We spent a month in Scotland from mid-July to mid-August...
This year's Tattoo event -- my first -- was phenomenal. We sprung for the Jacobite package, which included dinner in the castle and then seats in the "U" part of the horseshoe with a direct view of the castle walls on which they project amazing lighting. Worth every penny -- but not cheap. We did the Fringe, too, the shows for which ARE relatively inexpensive so we saw six to eight performers. I wouldn't go to Edinburgh JUST for the Fringe, but since we were there, it was a break from history. Entertainers worked hard. And the city was CROWDED. Your lodging's fee will be adjusted upward accordingly. And if you want more than pub grub for dinner, plan ahead with reservations...
We visited Culloden when we stayed in Inverness. I agree with a previous poster that the drive is too much of an investment for your "return." Your best bet for a battlefield visit is Bannockburn. But I enjoyed both and found the guides and presentations at Culloden to be fantastic. Speaking of guides, we tagged along with the free guides provided at Stirling Castle and they were also fantastic. We enjoyed that stop enormously.
I was -- at best -- warm about stopping to see the Kelpies. My mind was CHANGED instantly upon seeing them. Interesting mixture of art and engineering. A friend sent me some amazing video of 96 floating candles in the pond around Kelpies in honor of the Queen's passing. (Google that.)

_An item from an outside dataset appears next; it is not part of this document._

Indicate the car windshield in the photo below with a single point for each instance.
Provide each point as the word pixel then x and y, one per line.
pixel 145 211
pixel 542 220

We did the one-day, three-island tour out of Oban - Mull, Staffa and Iona. You can pre-book online before you go, which we did. Rick suggests the first boat out. It was fully booked, but we didn't feel like we missed out on anything with the second trip out of Oban. I'm not a big fan of riding on a bus with 60 other tourists, but it was fine... In fact it was very comfortable and enjoyable. The driver was entertaining and informative. We were there at the end of July -- and the weather was stunning. The waters barely had a ripple. It was so amazing the drivers joined the boat to Staffa because they'd never seen it that amazing. We enjoyed the PUffins and the caves. And the boat ride out and back we were thoroughly entertained by a pod of Minke whales and many porpoises. Take your own water and sandwiches if you'd like (you can grab them in town before you go to the boat), but you can grab food and drinks on the trip.
A side note... Fewer than 12 hours before we were to arrive our VRBO in Oban canceled because the hosts had Covid. Panicked because it is the high season, we ultimately found a lovely room in Perle Oban... Not cheap, but it was among the most memorable settings on our journey. Great views of the harbor, and easy walking to pubs and eateries. The meals at Perle Oban are also quite good.
A bonus on our return from the three-island tour: the Oban High pipe and drum band plays on Wednesday evenings as a fund-raiser for folks in town and and those traveling through. They were great fun. We found out later, the teacher is one of the top five pipers in the world.
Then we spent time in Skye at a VRBO on the Waternish Peninsula and we had nary a crowd on Skye. It was probably the best mix with the locals for us. Walks along the road gave us a handful of opportunities to speak with people who've lived their for decades or even their entire lives. We stayed at a self-catering place on Geary on Isle of Skye (use google maps and zoom in to see the various self-catering places on Geary Rd (I thinks its a road). From there we took GREAT hikes, including one from Trumpan Church out to the Clan MacLeod Memorial Cairn and Dun Borriafiach - an iron-age defense site. Wear water-proof boots because it gets boggy there. Loch Bay was lovely - and crowd-free, too.
We hoped to take the Cal-Mac ferry from the mainland to Skye, but staffing issues caused the company to cancel an entire day's runs. We wound up using the Skye Bridge. Not horrible, just more driving.